- Theatrical release poster
- Directed by: D.A. Pennebaker
- Produced by: D.A. Pennebaker
- Starring: Little Richard
- Production company: Geneon (Pioneer)
- Release date: 1973;
- Running time: 30 minutes
- Country: United States
- Language: English

= Keep On Rockin' (film) =

1973 film by D. A. Pennebaker

Keep on Rockin', aka Little Richard: Keep on Rockin (United States video title) is a film of a 1969 Little Richard concert at the Toronto Rock and Roll Revival festival originally released in 1973. The film is in colour.

==Production==
The movie was filmed in Toronto, Ontario, Canada. The headliner was John Lennon.

The New York Times explains "The movie is prefaced by some footage of Janis Joplin and Jimi Hendrix".

The film was originally entitled Sweet Toronto, and was supposed to be released in 1972. However, John Lennon demanded payment for footage of the Plastic Ono Band. A reedit of the film, which has the band removed from it, was released in 1973 as Keep on Rockin. The original footage was eventually released in 1988 as Sweet Toronto. The film is currently "unavailable for sale" according to its listing in the Pennebaker Hegedus Films catalogue.
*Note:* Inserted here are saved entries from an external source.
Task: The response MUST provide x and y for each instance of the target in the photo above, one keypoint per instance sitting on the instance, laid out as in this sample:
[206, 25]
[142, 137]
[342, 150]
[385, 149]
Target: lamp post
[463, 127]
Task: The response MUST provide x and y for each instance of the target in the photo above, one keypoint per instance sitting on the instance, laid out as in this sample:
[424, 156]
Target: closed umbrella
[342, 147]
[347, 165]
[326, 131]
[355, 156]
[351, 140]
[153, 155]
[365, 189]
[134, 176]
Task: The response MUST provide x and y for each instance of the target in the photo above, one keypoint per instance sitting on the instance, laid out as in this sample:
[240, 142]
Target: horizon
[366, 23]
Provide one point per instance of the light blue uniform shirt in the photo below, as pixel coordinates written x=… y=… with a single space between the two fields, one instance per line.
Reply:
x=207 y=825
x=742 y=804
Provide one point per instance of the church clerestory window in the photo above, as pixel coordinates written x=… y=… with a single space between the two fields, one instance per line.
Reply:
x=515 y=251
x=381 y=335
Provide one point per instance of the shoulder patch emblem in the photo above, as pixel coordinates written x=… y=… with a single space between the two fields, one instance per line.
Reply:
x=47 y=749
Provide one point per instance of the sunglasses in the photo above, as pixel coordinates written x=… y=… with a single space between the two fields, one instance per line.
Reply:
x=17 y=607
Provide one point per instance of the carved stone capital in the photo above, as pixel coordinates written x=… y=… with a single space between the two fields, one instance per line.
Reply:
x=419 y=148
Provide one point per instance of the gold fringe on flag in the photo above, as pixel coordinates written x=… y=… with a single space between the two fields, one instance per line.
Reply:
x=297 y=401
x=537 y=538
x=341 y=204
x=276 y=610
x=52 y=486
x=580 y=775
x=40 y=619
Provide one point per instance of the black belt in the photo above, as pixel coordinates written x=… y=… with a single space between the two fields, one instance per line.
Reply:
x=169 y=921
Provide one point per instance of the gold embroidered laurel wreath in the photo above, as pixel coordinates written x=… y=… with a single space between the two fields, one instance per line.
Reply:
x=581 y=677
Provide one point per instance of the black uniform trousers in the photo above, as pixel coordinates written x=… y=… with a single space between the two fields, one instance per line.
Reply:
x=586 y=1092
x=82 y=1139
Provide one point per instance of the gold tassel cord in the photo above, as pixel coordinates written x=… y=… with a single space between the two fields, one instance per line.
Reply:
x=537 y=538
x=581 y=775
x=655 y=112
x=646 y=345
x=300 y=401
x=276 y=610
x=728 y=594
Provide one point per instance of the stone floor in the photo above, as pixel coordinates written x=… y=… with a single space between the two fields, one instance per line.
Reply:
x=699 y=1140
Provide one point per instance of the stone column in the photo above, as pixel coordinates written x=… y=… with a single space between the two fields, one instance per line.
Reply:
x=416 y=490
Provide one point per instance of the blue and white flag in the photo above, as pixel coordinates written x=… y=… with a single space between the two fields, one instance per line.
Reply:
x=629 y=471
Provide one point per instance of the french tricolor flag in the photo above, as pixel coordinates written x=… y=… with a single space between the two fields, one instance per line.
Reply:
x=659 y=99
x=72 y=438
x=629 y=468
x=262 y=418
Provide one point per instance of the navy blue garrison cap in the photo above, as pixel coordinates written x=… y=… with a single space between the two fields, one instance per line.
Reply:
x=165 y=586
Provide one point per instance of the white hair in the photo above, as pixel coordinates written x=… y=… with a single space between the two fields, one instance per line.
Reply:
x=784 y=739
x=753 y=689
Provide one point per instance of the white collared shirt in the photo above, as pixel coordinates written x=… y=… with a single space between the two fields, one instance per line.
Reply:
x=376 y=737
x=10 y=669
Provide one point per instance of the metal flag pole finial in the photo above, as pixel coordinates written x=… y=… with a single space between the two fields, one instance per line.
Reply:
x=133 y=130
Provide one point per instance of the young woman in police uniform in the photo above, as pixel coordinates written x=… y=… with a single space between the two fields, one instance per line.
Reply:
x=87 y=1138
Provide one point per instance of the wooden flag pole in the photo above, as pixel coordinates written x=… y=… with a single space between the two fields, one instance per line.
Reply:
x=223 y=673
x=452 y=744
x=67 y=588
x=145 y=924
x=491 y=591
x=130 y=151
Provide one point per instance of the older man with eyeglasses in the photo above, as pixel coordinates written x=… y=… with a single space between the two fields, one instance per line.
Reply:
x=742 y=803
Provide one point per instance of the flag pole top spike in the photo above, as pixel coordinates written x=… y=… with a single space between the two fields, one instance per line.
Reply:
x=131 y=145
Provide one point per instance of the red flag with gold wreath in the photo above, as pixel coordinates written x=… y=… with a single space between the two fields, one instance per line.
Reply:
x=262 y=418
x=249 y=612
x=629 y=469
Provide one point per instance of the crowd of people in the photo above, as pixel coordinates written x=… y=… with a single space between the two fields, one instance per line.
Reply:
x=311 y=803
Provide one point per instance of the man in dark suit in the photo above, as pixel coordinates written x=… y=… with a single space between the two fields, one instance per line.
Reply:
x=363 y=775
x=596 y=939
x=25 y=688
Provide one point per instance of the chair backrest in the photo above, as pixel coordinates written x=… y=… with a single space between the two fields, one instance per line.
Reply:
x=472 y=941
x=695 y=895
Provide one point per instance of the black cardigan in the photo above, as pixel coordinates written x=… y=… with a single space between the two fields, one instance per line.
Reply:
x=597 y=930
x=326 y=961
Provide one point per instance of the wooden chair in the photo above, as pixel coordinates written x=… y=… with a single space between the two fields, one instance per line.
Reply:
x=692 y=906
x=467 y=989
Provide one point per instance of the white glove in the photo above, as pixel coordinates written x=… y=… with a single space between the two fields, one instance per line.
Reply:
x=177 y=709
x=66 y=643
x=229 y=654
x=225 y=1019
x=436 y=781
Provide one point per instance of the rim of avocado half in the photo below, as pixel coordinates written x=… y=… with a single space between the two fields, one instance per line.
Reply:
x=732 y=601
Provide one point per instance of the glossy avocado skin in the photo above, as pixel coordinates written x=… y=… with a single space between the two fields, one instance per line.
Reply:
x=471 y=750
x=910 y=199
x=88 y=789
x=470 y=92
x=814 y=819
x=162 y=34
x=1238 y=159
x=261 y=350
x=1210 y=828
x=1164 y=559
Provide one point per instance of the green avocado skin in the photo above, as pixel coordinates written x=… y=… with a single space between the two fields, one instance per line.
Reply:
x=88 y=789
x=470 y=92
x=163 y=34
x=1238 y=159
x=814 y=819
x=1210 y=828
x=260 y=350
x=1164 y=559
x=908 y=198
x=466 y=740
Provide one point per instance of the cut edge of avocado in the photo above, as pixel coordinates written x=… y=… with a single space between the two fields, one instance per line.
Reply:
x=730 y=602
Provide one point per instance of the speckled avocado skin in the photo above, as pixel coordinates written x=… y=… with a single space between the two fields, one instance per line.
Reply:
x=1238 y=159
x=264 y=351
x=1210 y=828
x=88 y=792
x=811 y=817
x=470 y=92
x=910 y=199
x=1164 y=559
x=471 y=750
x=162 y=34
Footage from the film has resurfaced in many knock-off releases such as Little Richard (1981) and Jerry Lee Lewis: The Story of Rock and Roll (1990).

In 1992, the film was released alongside two other live-performance videos by Warner Reprise as part of their Classic Rock series. They advertised by saying: "It's often said about great, frenetic rock music that you can imagine the musicians sweating...[these videos] contain so much sweat pouring from the faces of Little Richard, Chuck Berry and James Brown that you'll want to keep a bucket by the TV set".

==Synopsis==
Mark Deming of Rovi explains that the film "captures the self-proclaimed "quasar of rock" in fine and unfettered form in this 1969 date at a Toronto festival". He performs a series of his greatest hits.

==Songs==
1. Blueberry Hill
2. Lucille
3. Good Golly Miss Molly
4. Rip It Up
5. Tutti Frutti
6. Keep A Knockin
7. Hound Dog
8. Jenny, Jenny
9. Long Tall Sally

==Cast==
- Little Richard - Himself
- Chuck Berry - Himself
- Bo Diddley - Himself
- Jimi Hendrix - Himself
- Janis Joplin - Herself
- Alice Cooper The Band - Themselves
- John Lennon - Himself (scenes deleted)
- Jerry Lee Lewis - Himself
- Yoko Ono - Herself (scenes deleted)

==Critical reception==
Umbrella Entertainment describes it as a "rare, electrifying Little Richard performance". The Phoenix described it as a "musical extravaganza".

Nora Sayre of The New York Times described it as "nostalgic", as it recreated the 1969 Toronto Rock and Roll Revival, where "the music of the mid-nineteen-fifties captivated an Aquarian audience—just midway in time between Woodstock and Altamont". She adds "this film shows a sensitivity to individuals that some rock movies—such as Woodstock—lacked. [This] work does tend toward prescience—to record what will be important before most of the public is aware of it."

Stephen Mamber contrasted Keep on Rockin with Monterey Pop, saying the former film is "a clear application of well-defined cinema-verite [or direct cinema] principles and the best way to understand the short-comings of Monterey Pop is to study [Keep on Rockin']. Instead of creating a mosaic structure, Pennebaker [in Keep on Rockin'] limits himself to only four performers, each seen at some length. The independent sequences have a development that only real-time, relatively uninterrupted seems able to provide, and consequently the whole film has a completeness that is inevitably missing from Monterey Pop, with its highly selective editing approach".

==DVD release==
The film was released on November 12, 2004 by the Geneon Entertainment studio. The only special feature was Interactive Menus. It consisted of one disc. It was released in region 4 on 29/03/2008.